1. I came home to good food every day.
The only place I ever ate ramen was in a restaurant. My mom made sure I ate well, even when she didn't cook, I still had good ingredients to cook with and the knowledge of which ones to buy.
2. I NEVER ran out of clean clothes
Even though we have someone to clean the house twice a week, the rest we do. It's a lot harder to keep an apartment clean when there are five us living in it--plus a dog who sheds. Even though I was home, I still did laundry and cleaned.
3. I was part of society, not an enclosed bubble
Commuting to school meant that I had to take the subway every day. This meant that I had to interact with humans that did not go to NYU and could care less that I had a statistics exam in less than an hour. There is no one in a worse mood than a Monday morning New Yorker when its below freezing and blizzarding, or torrentially down pouring, or above 90-degrees.
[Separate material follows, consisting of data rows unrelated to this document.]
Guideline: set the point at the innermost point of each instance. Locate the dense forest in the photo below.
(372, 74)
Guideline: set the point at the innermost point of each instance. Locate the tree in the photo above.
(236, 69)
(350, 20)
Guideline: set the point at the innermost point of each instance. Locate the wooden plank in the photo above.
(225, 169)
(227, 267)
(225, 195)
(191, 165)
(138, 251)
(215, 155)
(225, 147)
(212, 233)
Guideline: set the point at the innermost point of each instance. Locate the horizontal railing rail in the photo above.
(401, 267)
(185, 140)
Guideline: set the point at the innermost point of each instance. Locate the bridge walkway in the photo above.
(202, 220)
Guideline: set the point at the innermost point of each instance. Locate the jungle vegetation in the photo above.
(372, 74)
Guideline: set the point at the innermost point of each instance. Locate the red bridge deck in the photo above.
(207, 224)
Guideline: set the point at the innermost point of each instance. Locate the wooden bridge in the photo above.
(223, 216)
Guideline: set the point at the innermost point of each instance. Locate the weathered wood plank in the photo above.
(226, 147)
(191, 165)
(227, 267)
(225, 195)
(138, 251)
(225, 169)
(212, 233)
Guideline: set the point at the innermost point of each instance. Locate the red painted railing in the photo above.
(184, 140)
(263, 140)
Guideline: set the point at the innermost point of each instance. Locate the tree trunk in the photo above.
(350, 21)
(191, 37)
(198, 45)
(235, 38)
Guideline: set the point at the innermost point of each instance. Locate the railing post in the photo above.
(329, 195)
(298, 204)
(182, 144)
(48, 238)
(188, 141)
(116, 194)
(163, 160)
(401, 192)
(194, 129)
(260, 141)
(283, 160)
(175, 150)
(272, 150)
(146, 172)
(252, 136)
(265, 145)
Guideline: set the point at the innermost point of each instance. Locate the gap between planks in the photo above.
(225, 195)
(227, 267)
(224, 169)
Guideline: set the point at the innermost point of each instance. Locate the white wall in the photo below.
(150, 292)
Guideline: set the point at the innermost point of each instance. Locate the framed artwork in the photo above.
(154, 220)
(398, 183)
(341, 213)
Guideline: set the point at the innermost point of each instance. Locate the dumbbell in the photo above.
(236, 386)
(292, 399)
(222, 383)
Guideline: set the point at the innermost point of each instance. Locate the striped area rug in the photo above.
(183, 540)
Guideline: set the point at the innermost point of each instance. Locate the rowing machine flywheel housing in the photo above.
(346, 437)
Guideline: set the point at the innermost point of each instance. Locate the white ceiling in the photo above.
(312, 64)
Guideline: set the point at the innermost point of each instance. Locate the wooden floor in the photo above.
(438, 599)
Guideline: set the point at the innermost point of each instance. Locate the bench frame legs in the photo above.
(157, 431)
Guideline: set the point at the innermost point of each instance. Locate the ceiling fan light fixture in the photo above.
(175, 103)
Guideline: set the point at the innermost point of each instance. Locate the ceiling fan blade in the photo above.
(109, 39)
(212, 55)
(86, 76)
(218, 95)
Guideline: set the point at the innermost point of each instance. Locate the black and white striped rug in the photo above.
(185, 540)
4. I always had someone to complain to
When I absolutely despised my professor, my mom would listen. Yes, I am 18-years-old and I still need my mom. No, I am not ashamed of it.
5. I actually got to see my brothers grow up in person
I have two younger brothers, of course we fight, but I wouldn't give up anything in the world to watch them grow up in person and not through a FaceTime.
6. I slept in a semi-comfortable bed almost every night
I may still have the same mattress from when I was five, but I still fit in it perfectly, its reasonably comfortable, and I never had to hunt for extra-long twin sheets.
7. I only had one roommate, my dog, and when he snored, I put him in the other room
You can't do that with a roommate. My high school graduation gift was a puppy. Whenever he falls asleep and snores, I can just put him in his bed. I have heard horror stories of roommates who try to set others on fire in the middle of the night; I never had that fear.